As explosões ocorreram por volta das 19h30, quando o homem identificado como Francisco Wanderley Luiz, 59, morador da cidade de Rio do Sul (SC), se aproximou da frente do STF, próximo à estátua da Justiça, e ativou os artefatos explosivos, sendo repelido pelos seguranças. Ao final, ele ativou um último artefato, colocou sob a cabeça, deitou no chão e esperou a explosão. O corpo só foi removido às 9h desta quinta-feira. No mesmo momento, um carro de sua propriedade também pegava fogo com fogos de artifício no estacionamento do Anexo IV da Câmara.

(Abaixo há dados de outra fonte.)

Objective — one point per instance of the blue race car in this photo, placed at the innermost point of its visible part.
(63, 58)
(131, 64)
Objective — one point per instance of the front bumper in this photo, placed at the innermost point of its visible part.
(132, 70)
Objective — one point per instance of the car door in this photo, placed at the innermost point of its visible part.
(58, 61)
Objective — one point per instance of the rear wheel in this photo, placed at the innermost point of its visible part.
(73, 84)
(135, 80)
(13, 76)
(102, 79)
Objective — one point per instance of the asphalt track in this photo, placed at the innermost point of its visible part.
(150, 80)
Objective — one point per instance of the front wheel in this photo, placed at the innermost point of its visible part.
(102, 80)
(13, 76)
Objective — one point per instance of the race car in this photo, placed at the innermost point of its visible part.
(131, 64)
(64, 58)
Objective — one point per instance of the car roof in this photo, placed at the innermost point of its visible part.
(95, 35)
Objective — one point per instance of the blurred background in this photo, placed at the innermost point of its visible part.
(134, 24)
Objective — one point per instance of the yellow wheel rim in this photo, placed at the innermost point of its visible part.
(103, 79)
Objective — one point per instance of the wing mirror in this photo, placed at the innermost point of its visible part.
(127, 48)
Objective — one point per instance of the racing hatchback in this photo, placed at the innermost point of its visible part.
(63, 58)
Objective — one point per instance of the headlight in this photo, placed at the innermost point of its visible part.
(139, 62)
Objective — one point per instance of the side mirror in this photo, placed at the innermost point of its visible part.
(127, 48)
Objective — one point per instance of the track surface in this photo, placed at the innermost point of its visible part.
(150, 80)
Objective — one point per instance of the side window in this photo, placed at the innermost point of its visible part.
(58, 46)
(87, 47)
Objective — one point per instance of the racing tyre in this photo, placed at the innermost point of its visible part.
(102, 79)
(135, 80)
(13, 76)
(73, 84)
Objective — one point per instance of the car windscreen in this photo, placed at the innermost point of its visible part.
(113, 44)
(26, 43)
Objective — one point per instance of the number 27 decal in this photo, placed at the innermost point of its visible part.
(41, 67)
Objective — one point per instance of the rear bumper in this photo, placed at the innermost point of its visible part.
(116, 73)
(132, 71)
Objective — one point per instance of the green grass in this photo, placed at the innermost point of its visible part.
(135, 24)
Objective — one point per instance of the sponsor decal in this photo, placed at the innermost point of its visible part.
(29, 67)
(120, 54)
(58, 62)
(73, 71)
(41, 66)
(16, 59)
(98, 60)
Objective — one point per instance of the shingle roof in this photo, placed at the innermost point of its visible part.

Ao lamentar o ocorrido, Barroso fez um breve histórico dos ataques que o STF e seus ministros vêm sofrendo ao longo dos anos, desde 2021, como os ataques e ameaças aos ministros e ao Supremo pelo ex-deputado Daniel Silveira, que acabou preso e condenado; o ataque com granadas do ex-deputado Roberto Jefferson contra os policiais que foram até sua casa para prendê-lo, em 2022; o ato da deputado Carla Zambelli, ao perseguir um homem em São Paulo com arma em punho, durante as eleições de 2022; as manifestações contra o resultado das eleições de 2022, com fechamento de estradas e acampamentos em frente aos quartéis; e, por último, a invasão às sedes dos Três Poderes, em Brasília, no dia 8 de janeiro de 2023.
“Relativamente a este último episódio [8 de janeiro], algumas pessoas foram da indignação à pena, procurando naturalizar o absurdo. Não veem que dão o incentivo para que o mesmo tipo de comportamento ocorra outras vezes?”, questionou.
Para o presidente da Suprema Corte, “a gravidade do atentado de ontem nos alerta para a preocupante realidade que persiste no Brasil, a ideia de aplacar e de deslegitimar a democracia e suas instituições, numa perspectiva autoritária e não pluralista de exercício do poder, inspirada pela intolerância, pela violência e pela desinformação”. “Reforça também, e sobretudo, a necessidade de responsabilização de todos que atentem contra a democracia”, afirmou.
E o ministro prosseguiu: “Cabe a pergunta: onde foi que nós nos perdemos nesse mundo de ódio, intolerância e golpismo? Por que, subitamente, se extraiu o pior das pessoas? Pessoas com visões diversas podem ter respostas diferentes para esse fato, para essa pergunta. Porém, mais do que procurar os inspiradores dessa mudança na alma nacional, o que nós precisamos é fazer o caminho de volta, de volta à civilidade e ao respeito mútuo”, ponderou.
No discurso, o ministro disse ainda que o STF é composto por ministro com visões diferentes acerca de muitos temas, mas que convivem de forma respeitosa e irmanados nos valores que encontram na Constituição.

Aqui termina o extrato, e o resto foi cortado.